I am reading Tu's Introduction to Manifolds. Given a smooth function $F:N \to M$ between manifolds and $p \in N$, he defines the differential $F_*:T_pN \to T_{F(p)}M$ as follows.
If $X_p \in T_pN$ is a tangent vector (i. e. a derivation on the germ of $C^{\infty}$ functions at $p$) and $f: M \to \Bbb{R}$ is a smooth function, then $F_*(X_p)$ is the tangent vector at $F(p)$ which acts on $f$ as $F_*(X_p)f = X_p(f \circ F)$.
He shows that this definition generalizes the derivative of a smooth function between Euclidean spaces, and that the operator taking $F$ to $F_*$ satisfies a functorial property (the chain rule).

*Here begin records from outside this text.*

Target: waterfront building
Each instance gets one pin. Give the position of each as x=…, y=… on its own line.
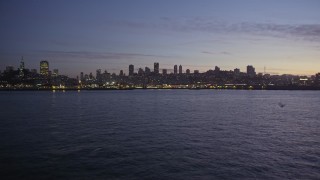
x=164, y=71
x=44, y=68
x=251, y=71
x=131, y=70
x=55, y=72
x=175, y=69
x=180, y=69
x=156, y=68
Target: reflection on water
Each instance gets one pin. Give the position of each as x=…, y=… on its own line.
x=163, y=134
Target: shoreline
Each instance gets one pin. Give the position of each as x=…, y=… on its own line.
x=292, y=88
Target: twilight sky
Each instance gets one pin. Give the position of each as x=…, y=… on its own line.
x=78, y=35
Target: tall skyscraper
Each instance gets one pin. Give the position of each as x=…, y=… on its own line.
x=55, y=72
x=131, y=70
x=175, y=69
x=140, y=72
x=156, y=68
x=236, y=72
x=147, y=70
x=98, y=75
x=21, y=73
x=251, y=72
x=44, y=68
x=81, y=76
x=216, y=69
x=164, y=71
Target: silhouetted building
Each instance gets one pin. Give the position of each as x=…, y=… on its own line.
x=34, y=71
x=21, y=73
x=251, y=71
x=216, y=69
x=156, y=68
x=140, y=72
x=131, y=70
x=55, y=72
x=175, y=69
x=81, y=76
x=44, y=68
x=147, y=70
x=164, y=71
x=236, y=72
x=90, y=76
x=9, y=68
x=98, y=75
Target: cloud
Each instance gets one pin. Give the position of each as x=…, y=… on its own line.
x=98, y=55
x=308, y=32
x=215, y=53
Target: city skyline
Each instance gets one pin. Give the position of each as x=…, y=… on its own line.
x=80, y=36
x=44, y=69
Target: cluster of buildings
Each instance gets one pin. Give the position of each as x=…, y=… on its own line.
x=215, y=78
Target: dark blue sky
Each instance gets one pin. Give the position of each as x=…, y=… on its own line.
x=75, y=35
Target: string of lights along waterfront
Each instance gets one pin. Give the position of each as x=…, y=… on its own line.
x=24, y=78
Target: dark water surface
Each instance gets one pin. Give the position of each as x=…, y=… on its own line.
x=160, y=134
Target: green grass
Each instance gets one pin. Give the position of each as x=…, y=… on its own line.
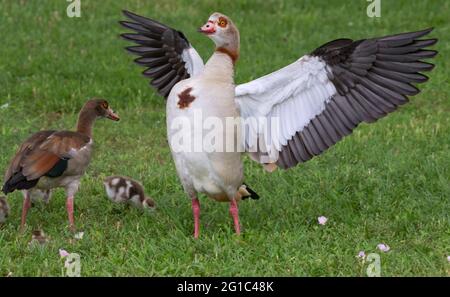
x=388, y=182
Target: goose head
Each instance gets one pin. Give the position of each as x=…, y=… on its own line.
x=101, y=108
x=223, y=32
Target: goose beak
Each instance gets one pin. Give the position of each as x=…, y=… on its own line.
x=208, y=28
x=111, y=115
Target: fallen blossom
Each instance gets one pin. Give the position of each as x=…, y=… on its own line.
x=79, y=235
x=322, y=220
x=383, y=247
x=361, y=255
x=63, y=253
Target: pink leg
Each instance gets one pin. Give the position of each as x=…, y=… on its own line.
x=69, y=205
x=25, y=207
x=234, y=211
x=196, y=212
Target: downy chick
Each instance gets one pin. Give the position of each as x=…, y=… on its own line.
x=122, y=189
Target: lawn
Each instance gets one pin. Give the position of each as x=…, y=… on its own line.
x=388, y=183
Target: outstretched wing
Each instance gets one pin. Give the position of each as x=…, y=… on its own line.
x=314, y=102
x=165, y=52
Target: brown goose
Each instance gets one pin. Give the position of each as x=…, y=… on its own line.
x=284, y=118
x=53, y=159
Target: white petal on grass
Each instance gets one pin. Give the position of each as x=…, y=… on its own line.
x=63, y=253
x=322, y=220
x=361, y=255
x=383, y=247
x=79, y=235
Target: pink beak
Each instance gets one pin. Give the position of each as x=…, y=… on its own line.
x=208, y=28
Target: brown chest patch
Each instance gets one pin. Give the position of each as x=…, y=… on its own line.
x=185, y=98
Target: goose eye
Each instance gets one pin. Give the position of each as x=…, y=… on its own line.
x=222, y=22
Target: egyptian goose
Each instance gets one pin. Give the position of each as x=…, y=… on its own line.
x=4, y=209
x=122, y=189
x=52, y=159
x=286, y=117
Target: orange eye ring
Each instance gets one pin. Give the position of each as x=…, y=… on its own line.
x=222, y=22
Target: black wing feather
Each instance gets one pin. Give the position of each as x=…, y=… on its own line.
x=160, y=49
x=372, y=78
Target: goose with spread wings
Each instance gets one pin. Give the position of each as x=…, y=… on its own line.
x=306, y=107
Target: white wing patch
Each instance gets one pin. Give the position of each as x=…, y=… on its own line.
x=287, y=99
x=194, y=63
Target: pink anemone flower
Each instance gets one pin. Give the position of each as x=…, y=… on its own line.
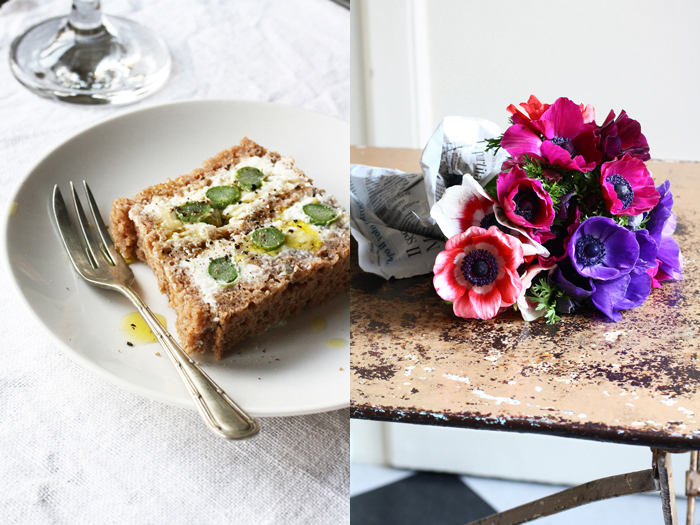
x=478, y=271
x=628, y=188
x=462, y=207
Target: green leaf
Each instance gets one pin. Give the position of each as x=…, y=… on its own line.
x=546, y=294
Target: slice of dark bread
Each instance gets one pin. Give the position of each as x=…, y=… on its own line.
x=309, y=267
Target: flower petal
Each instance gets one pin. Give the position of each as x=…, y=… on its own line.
x=486, y=305
x=519, y=140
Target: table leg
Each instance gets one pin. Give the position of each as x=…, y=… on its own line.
x=600, y=489
x=664, y=471
x=692, y=487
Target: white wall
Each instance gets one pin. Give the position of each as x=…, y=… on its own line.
x=425, y=59
x=416, y=61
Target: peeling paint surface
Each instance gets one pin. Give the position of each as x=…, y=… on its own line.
x=636, y=381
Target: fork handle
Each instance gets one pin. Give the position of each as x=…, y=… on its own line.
x=221, y=414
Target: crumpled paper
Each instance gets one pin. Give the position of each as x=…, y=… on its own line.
x=390, y=210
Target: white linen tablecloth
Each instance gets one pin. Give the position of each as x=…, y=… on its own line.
x=75, y=449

Clearly this is the "correct" generalization of the derivative. However, just looking at the formula for the differential $ (F_*(X_p) = X_p(\cdot \circ F))$, it is difficult to immediately see that it has anything to do with the derivative of $F$-- particularly, the identification of tangent vectors with point derivations does a lot to obscure it for me.
For lack of a better phrasing, is there some way to arrive at this formula from first principles, or to show that it satisfies some kind of desirable universal property? I just need some motivation-- Tu merely presents it and proves its properties afterwards. Also, when did this definition originate?